Zohra rolls her eyes again, this time the other way to make sure I’m catching her reaction. As if it can be missed. “There is a reason why they aren’t taught it—because they’ll never use it!” Zohra says, taking a gulp of her tea, her hands surrounding her clear glass mug. “When we get married, do you think our husbands will have us sitting around reading books? Or do you think they’ll have us cleaning, cooking and taking care of their family?” I know she’s right, but it makes me so angry. “They’ll probably be jealous that we can read. So why bother?”
“Then they’re
khar
s!” I say, already furious at the men we have yet to meet.
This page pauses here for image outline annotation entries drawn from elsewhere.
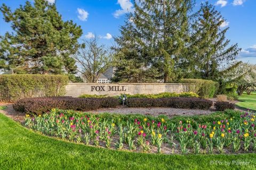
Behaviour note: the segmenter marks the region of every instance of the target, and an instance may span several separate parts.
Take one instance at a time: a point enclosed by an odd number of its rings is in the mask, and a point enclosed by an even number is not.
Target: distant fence
[[[66,96],[77,97],[82,94],[116,96],[126,94],[155,94],[163,92],[188,92],[194,84],[188,83],[70,83]]]

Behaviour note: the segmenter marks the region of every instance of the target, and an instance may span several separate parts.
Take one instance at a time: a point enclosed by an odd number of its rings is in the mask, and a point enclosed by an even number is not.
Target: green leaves
[[[63,21],[54,5],[35,0],[34,6],[27,2],[13,12],[4,4],[0,10],[14,33],[0,37],[0,69],[39,74],[75,72],[69,56],[76,52],[82,31],[72,21]]]

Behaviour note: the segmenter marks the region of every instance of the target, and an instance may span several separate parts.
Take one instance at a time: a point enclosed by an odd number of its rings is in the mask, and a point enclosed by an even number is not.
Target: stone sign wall
[[[191,84],[186,83],[70,83],[66,87],[67,96],[82,94],[116,96],[126,94],[155,94],[163,92],[188,92]]]

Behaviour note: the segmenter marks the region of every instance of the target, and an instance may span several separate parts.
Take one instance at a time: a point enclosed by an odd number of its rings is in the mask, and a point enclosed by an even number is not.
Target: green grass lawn
[[[243,95],[238,96],[238,99],[241,102],[237,103],[236,105],[256,111],[256,92],[252,93],[250,95],[244,93]]]
[[[237,160],[249,165],[232,163]],[[89,147],[41,135],[0,114],[0,169],[255,169],[256,154],[164,155]]]

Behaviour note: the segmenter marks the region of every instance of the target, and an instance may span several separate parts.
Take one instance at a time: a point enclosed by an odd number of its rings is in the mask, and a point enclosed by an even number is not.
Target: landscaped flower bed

“Donkeys or not, they’ll be our bosses,” Zohra says with such ease it makes me even more agitated.
“Don’t you have other dreams? Don’t you want more than just to be married off to someone you don’t know?” I ask. I’m confused at how simple it is for her to talk about giving up her life to a complete stranger.
“What’s the point of dreaming about things we can’t have? We’ll only be disappointed. We might as well dream of the things that we’re bound for, things already in our destiny. Like dream that the man we marry isn’t old . . . dream that he’s kind . . . and dream that our destiny holds a mother-in-law who won’t be horrible to us—”
“But what about love? What about the heart?” I know my question sounds foolish, but I can’t stand how resigned she seems. In the poems Zohra’s
bibi
reads us, there is always love, and it sounds wonderful.
“The heart doesn’t count. Not with us. Forget about the heart. It’s as useless as the rocks scattered throughout our country.” Her words ring tragic and true, but I still hope to capture the rare gem in the pile of stones. “It’s our destiny.”